Martineau argued in a motion filed last Friday in U.S. District Court that Superior Court Judge Francis J. Darigan’s decision to dismiss ethics charges against former Senate President William V. Irons supports a reduction in his federal prison term. Darigan ruled last fall that the Ethics Commission couldn’t prosecute Irons based on his legislative activities because of the “speech-in-debate” clause in the state Constitution.

The “intervening change of law is ideally situated” to his case, Martineau wrote, representing himself.

His crime, Martineau said, “lays squarely in his failure to file a conflict-of-interest [report] based upon actions he took while in his official capacity and therefore are legislatively privileged.” He acted in the scope of his duties and should be afforded the same protection of the speech-in-debate clause, he said.

Martineau is seeking immediate release, according to Thomas Connell, spokesman for U.S. Attorney Robert Clark Corrente’s office. Connell declined to comment further.

Martineau was the second Rhode Island legislator to go to prison in Operation Dollar Bill, the long-running federal corruption probe of influence peddling at the State House.

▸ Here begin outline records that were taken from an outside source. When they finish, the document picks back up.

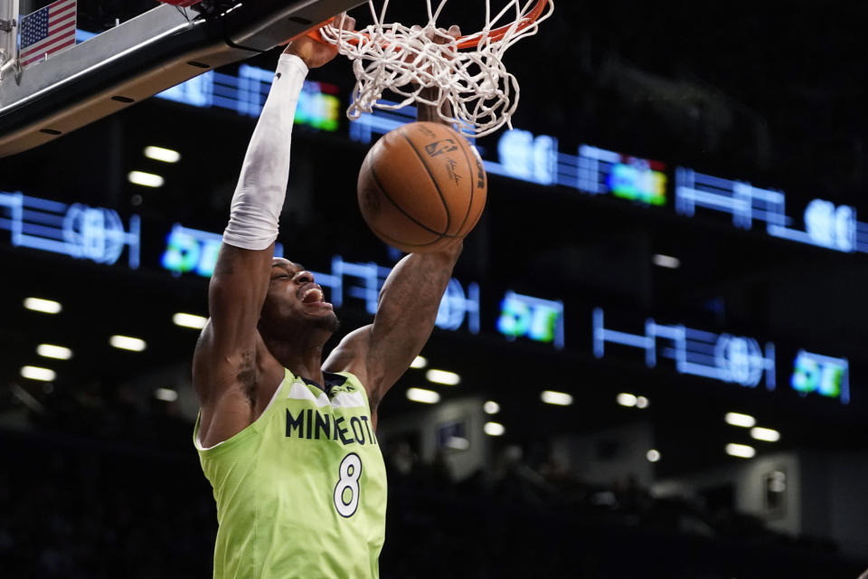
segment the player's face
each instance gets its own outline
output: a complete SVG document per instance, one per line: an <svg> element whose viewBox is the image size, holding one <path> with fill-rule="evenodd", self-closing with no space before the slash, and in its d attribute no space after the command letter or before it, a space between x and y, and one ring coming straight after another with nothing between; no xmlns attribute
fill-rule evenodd
<svg viewBox="0 0 868 579"><path fill-rule="evenodd" d="M325 299L314 274L300 264L275 258L271 262L269 291L262 307L262 318L269 325L286 325L286 329L302 327L337 330L337 316Z"/></svg>

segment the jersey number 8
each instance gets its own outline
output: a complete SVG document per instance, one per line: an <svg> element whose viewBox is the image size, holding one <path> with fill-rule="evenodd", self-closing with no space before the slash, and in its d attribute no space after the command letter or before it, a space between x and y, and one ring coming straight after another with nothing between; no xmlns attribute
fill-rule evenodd
<svg viewBox="0 0 868 579"><path fill-rule="evenodd" d="M341 517L349 517L359 508L359 477L362 476L362 460L350 452L341 460L339 479L335 486L335 508Z"/></svg>

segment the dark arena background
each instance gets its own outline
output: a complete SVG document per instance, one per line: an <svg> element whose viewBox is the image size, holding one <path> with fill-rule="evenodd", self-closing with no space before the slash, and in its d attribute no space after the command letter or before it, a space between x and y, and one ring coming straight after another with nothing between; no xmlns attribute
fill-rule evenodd
<svg viewBox="0 0 868 579"><path fill-rule="evenodd" d="M156 5L80 0L78 41ZM382 577L868 568L866 18L558 0L511 49L486 213L380 407ZM211 576L190 362L278 52L0 159L0 576ZM414 114L350 122L353 83L308 76L278 238L329 349L401 257L355 182Z"/></svg>

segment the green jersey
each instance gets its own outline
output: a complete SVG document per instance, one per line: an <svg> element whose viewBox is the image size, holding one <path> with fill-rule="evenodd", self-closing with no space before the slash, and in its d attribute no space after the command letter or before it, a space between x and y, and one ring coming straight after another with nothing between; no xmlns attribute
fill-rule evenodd
<svg viewBox="0 0 868 579"><path fill-rule="evenodd" d="M193 442L217 501L215 579L378 577L386 470L364 387L286 371L256 422L209 449Z"/></svg>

He pleaded guilty in 2007 to a $911,400 corruption scheme in which he sold plastic bags to the pharmacy giant CVS and Blue Cross & Blue Shield of Rhode Island — including payment for 8 million Blue Cross bags that didn’t exist. In return, Martineau acted favorably on legislation for the companies. He was sentenced to 37 months in prison last March for two counts of depriving the state of honest services.

Martineau, 50, of Woonsocket, served in the House of Representatives from 1987 to 2002, acting as majority leader his last four years in office.

Martineau said he accepts full responsibility, but argues his relationship with CVS predated his legislative career and that prosecutors miscalculated the loss his actions caused the state. He requested that the court lower the calculation from $911,400 to “Nil” or alternatively $195,400, and reduce his sentence.

In addition, the former legislator cited an impeccable prison record in Fort Dix, N.J. He is being considered, he said, for the position of town driver, “the most coveted employment position available.” He regularly attends Mass and other religious-study programs, mentors inmates and participates in a softball league. He anticipated a May 2010 release, but asked that he be reunited with his family sooner, particularly his 14-year-old son.

The Rhode Island Ethics Commission has asked the state Supreme Court to overturn Darigan’s decision regarding Irons, arguing it throws into question the commission’s authority with respect to legislators. The Rhode Island Supreme Court will hear arguments May 13.

Irons, an insurance salesman, abruptly resigned on Dec. 31, 2003, after two decades in the state Senate. He had opposed pharmacy-choice legislation that CVS, the pharmacy giant and a company that he had sold insurance to, wanted killed.

The Journal disclosed that Irons, then chairman of the Senate committee that handled health care, had collected hundreds of thousands of dollars in commissions since 1997 on a Blue Cross policy covering CVS workers in Rhode Island.

The Ethics Commission found probable cause that Irons broke the code of ethics by using his public office to financially benefit his business associate, CVS. The next step would typically have been a hearing before the commission. Irons, however, went to court in an attempt to block the commission prosecution. Darigan accepted Irons’ arguments.

John Marion, executive director of the government watchdog group Common Cause Rhode Island, said he didn’t think Martineau’s argument would hold much weight since it referenced a state court decision, though the case was brought against him in federal court.

Common Cause, too, objects to Darigan’s ruling. “We think there is potential this could hamstring the Ethics Commission in all its dealing with legislators,” Marion said. “We’re hopeful it will be overturned.”